Só no contexto de sociedades democráticas é que se poderá encarar um futuro mais risonho para as questões que os grupos sociais diferentes levantam na vida e na construção dessas mesmas sociedades. Os legisladores precisam do conceito de minoria étnica para elaborarem uma carta de direitos e deveres das minorias no contexto de uma sociedade democrática. Mas o sociólogos vão chamando a atenção para o carácter discriminatório que o próprio conceito de minoria evoca ou provoca nos seus interlocutores. Os sociólogos preferem falar tão somente de grupos sociais ou de povos diferentes. Contudo, e por agora, o direito não se basta com esses conceitos tão vastos. Assim a reflexão forense e teológica continua a preferir falar de minorias. Nos últimos anos, na Europa, alguns pensadores e alguns colóquios têm abordado a questão dos "Direitos e Deveres das minorias testados pela realidade étnica". Toda a reflexão deste problema tem como fundamento a Declaração Universal dos Direitos Humanos, mas o recurso a essa declaração está longe de ser suficiente . As problemáticas levantadas pelas transmigrações nos últimos cinquenta anos exigem hoje um tratamento específico desta categoria de direitos.

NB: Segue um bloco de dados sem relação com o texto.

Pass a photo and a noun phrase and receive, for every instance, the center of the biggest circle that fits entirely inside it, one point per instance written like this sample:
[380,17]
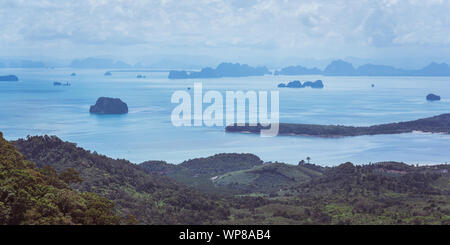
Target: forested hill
[268,193]
[150,198]
[33,196]
[436,124]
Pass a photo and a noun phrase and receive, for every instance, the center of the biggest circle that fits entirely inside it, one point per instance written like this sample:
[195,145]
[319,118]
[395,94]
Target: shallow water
[34,106]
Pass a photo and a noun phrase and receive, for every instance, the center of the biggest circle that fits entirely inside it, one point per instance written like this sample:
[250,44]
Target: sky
[402,32]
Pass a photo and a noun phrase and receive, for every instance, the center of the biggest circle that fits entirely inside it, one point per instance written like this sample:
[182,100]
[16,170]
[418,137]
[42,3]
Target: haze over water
[34,106]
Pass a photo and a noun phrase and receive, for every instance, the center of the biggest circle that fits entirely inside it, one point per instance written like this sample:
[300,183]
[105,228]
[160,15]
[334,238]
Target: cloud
[271,25]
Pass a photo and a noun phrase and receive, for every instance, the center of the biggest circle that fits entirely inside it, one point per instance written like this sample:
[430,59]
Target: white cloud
[272,25]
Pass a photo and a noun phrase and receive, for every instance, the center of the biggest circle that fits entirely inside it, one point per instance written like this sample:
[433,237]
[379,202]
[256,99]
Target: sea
[34,106]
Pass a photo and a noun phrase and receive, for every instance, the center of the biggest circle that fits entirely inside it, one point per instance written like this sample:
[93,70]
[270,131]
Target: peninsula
[436,124]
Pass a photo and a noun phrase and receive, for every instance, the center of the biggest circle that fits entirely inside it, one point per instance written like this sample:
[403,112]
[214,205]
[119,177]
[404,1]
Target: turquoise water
[34,106]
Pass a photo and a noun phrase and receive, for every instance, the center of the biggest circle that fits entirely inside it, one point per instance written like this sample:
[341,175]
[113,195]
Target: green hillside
[31,196]
[241,190]
[267,179]
[197,173]
[151,198]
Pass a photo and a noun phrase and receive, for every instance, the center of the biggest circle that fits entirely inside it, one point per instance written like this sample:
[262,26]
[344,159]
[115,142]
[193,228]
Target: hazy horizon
[406,34]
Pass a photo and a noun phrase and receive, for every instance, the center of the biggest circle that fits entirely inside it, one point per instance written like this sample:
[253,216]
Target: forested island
[48,181]
[9,78]
[343,68]
[222,70]
[436,124]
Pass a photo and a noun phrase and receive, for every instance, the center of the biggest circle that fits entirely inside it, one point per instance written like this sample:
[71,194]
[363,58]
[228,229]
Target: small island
[9,78]
[433,97]
[105,105]
[298,84]
[436,124]
[222,70]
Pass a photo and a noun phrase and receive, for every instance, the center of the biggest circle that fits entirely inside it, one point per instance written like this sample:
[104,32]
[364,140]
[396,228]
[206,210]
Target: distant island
[298,84]
[105,105]
[97,63]
[343,68]
[9,78]
[436,124]
[61,84]
[433,97]
[222,70]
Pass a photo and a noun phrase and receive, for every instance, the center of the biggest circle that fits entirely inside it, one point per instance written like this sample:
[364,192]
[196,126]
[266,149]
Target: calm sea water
[34,106]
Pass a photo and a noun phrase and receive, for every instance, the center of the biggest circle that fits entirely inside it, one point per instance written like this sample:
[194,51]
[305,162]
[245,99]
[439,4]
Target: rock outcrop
[105,105]
[9,78]
[433,97]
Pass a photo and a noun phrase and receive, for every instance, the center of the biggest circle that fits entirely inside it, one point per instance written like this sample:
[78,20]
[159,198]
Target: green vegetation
[150,198]
[198,173]
[41,196]
[222,189]
[436,124]
[268,178]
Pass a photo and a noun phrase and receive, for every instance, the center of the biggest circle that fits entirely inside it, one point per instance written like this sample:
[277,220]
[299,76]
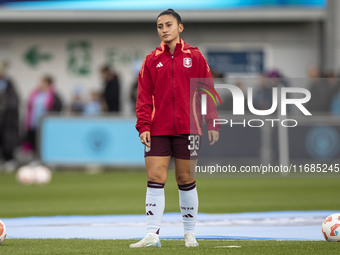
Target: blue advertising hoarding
[79,141]
[128,5]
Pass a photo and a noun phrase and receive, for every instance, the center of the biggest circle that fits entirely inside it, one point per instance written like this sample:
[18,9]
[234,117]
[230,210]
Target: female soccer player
[163,123]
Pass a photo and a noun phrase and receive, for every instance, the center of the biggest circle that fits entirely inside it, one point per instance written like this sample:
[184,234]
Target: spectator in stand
[263,96]
[111,91]
[94,106]
[320,90]
[9,119]
[335,96]
[77,104]
[42,101]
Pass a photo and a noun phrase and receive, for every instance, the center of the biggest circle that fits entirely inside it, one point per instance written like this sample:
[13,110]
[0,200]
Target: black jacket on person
[9,118]
[111,94]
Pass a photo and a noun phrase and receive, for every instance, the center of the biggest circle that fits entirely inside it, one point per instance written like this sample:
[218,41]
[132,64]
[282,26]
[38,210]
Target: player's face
[168,28]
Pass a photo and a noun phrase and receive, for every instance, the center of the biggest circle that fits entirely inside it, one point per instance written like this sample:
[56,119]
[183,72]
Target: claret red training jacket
[165,103]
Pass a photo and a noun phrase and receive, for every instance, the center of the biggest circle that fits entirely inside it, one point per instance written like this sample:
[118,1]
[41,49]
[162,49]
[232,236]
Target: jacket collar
[180,47]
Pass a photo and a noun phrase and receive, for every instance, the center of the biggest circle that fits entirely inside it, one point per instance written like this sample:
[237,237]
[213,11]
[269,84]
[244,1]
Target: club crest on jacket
[187,62]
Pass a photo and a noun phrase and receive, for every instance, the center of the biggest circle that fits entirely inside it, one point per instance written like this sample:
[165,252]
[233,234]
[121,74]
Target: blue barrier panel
[157,5]
[78,141]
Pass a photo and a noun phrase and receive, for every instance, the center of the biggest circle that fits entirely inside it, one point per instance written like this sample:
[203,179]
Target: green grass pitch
[123,192]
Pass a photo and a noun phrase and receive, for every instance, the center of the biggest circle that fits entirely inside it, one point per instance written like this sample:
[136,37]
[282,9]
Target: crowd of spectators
[44,99]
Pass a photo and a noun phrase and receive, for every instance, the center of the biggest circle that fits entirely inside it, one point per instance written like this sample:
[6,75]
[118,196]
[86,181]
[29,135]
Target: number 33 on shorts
[194,145]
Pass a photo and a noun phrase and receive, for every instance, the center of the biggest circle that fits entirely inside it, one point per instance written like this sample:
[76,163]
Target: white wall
[290,47]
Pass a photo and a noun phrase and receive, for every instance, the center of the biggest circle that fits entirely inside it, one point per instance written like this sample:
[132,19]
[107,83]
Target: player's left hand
[213,136]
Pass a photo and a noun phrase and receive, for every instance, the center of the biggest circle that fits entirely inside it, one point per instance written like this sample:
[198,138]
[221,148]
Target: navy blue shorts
[182,146]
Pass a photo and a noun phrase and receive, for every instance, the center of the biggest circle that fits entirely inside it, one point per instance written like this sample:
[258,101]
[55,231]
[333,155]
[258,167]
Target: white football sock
[154,206]
[188,201]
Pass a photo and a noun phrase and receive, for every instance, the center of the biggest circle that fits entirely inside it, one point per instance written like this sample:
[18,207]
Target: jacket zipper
[173,97]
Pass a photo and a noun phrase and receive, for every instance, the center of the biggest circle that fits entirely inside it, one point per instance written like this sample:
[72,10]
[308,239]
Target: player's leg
[157,168]
[156,161]
[155,201]
[185,177]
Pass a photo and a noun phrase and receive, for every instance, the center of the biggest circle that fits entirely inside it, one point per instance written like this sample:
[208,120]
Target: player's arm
[213,131]
[144,104]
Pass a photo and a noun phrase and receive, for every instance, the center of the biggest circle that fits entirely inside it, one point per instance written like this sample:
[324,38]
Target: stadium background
[64,40]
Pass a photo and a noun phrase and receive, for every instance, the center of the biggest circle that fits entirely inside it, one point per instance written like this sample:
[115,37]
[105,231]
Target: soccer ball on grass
[331,228]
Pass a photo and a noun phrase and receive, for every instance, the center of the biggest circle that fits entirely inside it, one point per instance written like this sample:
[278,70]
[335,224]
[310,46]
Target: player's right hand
[145,138]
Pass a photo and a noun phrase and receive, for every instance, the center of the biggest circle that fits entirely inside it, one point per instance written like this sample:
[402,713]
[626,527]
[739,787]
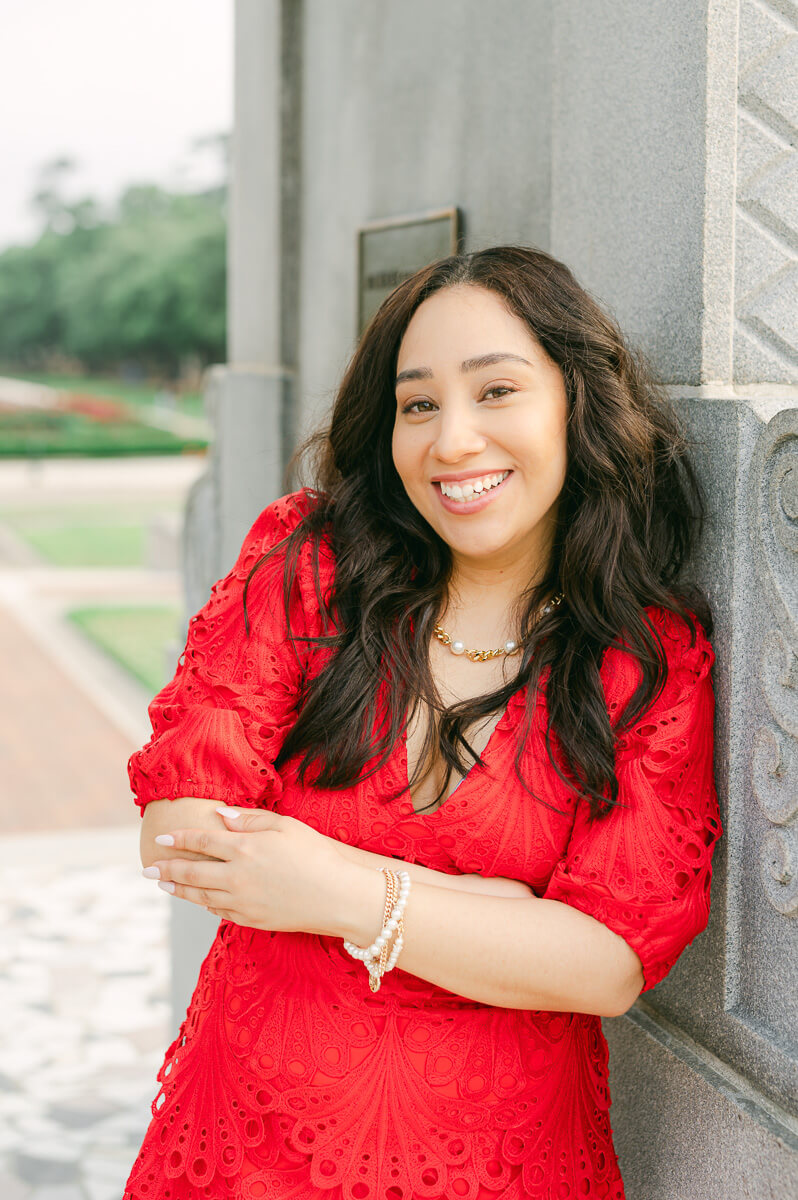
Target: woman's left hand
[264,870]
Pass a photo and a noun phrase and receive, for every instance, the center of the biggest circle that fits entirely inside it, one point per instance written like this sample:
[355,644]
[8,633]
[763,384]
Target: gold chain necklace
[509,647]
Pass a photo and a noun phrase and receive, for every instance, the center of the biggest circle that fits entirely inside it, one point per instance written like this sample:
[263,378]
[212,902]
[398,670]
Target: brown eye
[413,406]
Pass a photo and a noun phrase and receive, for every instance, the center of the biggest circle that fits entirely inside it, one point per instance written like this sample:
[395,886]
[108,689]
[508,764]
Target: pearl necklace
[509,647]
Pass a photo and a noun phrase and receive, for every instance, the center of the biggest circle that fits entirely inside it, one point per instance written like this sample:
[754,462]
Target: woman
[499,475]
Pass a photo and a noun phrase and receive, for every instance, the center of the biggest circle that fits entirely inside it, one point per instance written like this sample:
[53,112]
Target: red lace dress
[288,1077]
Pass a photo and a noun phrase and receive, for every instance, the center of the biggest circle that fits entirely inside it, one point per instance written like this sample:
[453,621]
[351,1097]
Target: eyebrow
[484,360]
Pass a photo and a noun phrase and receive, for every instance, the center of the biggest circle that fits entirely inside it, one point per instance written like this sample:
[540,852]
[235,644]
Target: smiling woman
[466,654]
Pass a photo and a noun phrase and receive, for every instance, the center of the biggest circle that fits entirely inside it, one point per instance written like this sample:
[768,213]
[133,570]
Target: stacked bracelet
[377,957]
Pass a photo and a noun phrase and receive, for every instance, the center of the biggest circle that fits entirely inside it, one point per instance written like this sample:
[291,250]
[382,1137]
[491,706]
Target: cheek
[407,459]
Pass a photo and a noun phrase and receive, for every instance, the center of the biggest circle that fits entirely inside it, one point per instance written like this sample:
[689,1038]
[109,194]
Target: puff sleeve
[645,870]
[219,725]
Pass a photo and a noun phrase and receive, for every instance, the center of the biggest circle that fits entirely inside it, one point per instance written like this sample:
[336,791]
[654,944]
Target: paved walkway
[84,955]
[83,995]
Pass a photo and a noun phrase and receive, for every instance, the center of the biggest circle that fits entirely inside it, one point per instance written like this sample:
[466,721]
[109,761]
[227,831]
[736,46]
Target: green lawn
[136,637]
[36,432]
[84,535]
[132,393]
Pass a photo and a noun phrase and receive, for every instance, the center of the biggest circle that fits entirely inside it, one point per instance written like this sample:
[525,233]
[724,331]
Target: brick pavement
[63,762]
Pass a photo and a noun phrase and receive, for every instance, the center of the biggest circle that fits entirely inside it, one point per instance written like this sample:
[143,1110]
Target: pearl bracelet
[371,955]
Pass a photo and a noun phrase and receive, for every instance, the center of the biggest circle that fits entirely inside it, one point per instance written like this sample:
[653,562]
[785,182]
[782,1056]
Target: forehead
[463,323]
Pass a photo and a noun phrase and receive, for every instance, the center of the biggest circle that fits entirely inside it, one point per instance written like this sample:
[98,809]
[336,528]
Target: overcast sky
[120,85]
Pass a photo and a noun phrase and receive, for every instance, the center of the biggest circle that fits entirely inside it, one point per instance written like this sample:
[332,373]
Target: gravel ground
[85,1018]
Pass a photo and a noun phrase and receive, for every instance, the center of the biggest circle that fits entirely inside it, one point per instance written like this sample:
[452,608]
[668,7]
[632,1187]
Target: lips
[479,501]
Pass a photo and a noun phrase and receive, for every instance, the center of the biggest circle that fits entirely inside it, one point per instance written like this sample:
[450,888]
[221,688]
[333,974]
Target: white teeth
[472,487]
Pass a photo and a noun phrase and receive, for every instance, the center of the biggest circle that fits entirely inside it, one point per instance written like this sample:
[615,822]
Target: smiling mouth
[472,489]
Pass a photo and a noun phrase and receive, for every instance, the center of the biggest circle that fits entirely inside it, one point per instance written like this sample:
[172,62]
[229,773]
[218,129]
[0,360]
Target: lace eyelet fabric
[288,1077]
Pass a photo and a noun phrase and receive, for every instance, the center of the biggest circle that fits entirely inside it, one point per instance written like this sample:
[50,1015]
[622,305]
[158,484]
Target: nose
[457,436]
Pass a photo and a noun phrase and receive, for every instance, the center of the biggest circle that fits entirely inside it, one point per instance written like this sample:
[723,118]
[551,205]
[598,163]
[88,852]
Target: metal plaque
[390,250]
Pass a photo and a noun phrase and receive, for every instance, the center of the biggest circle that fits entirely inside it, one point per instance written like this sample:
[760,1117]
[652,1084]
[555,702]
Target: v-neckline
[403,766]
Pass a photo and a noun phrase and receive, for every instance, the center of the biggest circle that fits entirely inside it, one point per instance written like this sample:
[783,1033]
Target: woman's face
[490,433]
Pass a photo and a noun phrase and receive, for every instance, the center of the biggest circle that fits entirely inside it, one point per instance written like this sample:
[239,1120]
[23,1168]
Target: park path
[84,959]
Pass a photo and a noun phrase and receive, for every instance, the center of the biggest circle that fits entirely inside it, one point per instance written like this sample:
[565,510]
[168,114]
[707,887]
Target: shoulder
[688,652]
[274,525]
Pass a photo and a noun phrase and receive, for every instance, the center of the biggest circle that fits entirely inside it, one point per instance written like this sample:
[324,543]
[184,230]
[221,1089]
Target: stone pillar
[673,199]
[251,399]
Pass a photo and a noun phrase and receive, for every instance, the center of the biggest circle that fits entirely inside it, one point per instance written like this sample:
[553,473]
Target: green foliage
[147,285]
[33,432]
[136,637]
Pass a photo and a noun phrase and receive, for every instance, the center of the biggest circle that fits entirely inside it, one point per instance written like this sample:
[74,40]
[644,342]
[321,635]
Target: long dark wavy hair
[630,514]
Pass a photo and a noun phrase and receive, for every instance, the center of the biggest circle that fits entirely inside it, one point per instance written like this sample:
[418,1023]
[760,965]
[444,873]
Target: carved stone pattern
[766,238]
[774,762]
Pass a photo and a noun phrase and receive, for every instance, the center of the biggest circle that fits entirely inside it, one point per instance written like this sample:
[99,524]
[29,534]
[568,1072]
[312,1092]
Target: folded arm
[195,813]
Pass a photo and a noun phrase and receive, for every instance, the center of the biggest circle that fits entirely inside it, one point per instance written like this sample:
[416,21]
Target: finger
[249,820]
[196,874]
[222,913]
[204,898]
[211,843]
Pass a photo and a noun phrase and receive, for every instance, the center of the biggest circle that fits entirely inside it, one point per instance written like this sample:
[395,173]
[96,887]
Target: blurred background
[113,211]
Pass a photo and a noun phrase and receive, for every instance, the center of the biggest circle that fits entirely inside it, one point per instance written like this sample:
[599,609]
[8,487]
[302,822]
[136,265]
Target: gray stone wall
[652,148]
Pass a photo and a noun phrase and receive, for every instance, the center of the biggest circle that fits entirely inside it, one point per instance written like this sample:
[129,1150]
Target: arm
[511,953]
[193,813]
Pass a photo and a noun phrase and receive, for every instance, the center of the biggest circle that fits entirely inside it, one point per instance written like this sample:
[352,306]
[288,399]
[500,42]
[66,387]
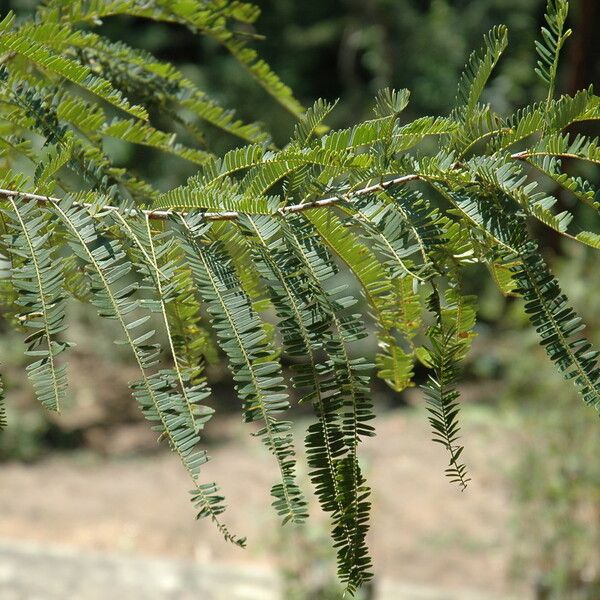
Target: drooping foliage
[260,233]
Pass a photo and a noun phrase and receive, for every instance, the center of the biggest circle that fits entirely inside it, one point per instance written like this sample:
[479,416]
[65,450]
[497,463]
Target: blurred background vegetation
[348,49]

Aqui o choque entre a cultura americana e europeia é patente. Sobre a pretensão de que os Estados Unidos da América realizaram o ideal do diálogo cultural, os americanos defendem o pluriculturalismo. Isto é: reconhecem, e por vezes ao extremo, a diversidade das culturas. Criam legislações protectoras e até foram pioneiros na chamada discriminação positiva. A tal ponto que alguns reivindicam a pertença a uma minoria como modo expedito de ter acesso a privilégios e prerrogativas que de outro modo lhes seriam negadas. Mas ao defender o seu multiculturalismo a ponto de proclamarem que a América é o exemplo do melting pot , a cultura americana esconde a sua constante recusa do outro cultural. Na Europa, quer em Itália quer sobretudo na França, defendem-se em meios universitários, antes de mais, e depois em posições mais ou menos políticas, a visão ou a postura da interculturalidade. Nesta visão tenta-se promover o diálogo intercultural, isto é, a verdadeira interpenetração das culturas. Existem mesmo aqueles que nesta perspectiva defendem a miscegenação como ideal da futura sociedade europeia. O primeiro passo para esta visão é exactamente o de iniciar o diálogo cultural, o reconhecimento do outro, a descoberta da sua contribuição cultural para a família dos povos. Depois inicia-se o trabalho legislativo que deve assegurar as condições de segurança base para um desenvolvimento das populações. Trabalho ingente se nos lembrarmos, por exemplo, de que a UNESCO recenseou no mundo 50 mil culturas diferentes.

Mas a instauração de uma cultura da paz no mundo e que venha ocupar o lugar da cultura da guerra, que até hoje dominou a vida da humanidade, passa não só pela prática da não-violência mas também pelo exercício, em todos os seus azimutes, do diálogo cultural.

Vale a pena, ao terminar, recordar o ponto 4 do Manifesto 2000 da UNESCO: "Ouvir para compreender. Defender a liberdade de expressão e a diversidade cultural, privilegiando sempre a capacidade de ouvir e de dialogar sem ceder ao fanatismo, à maledicência e à rejeição do próximo".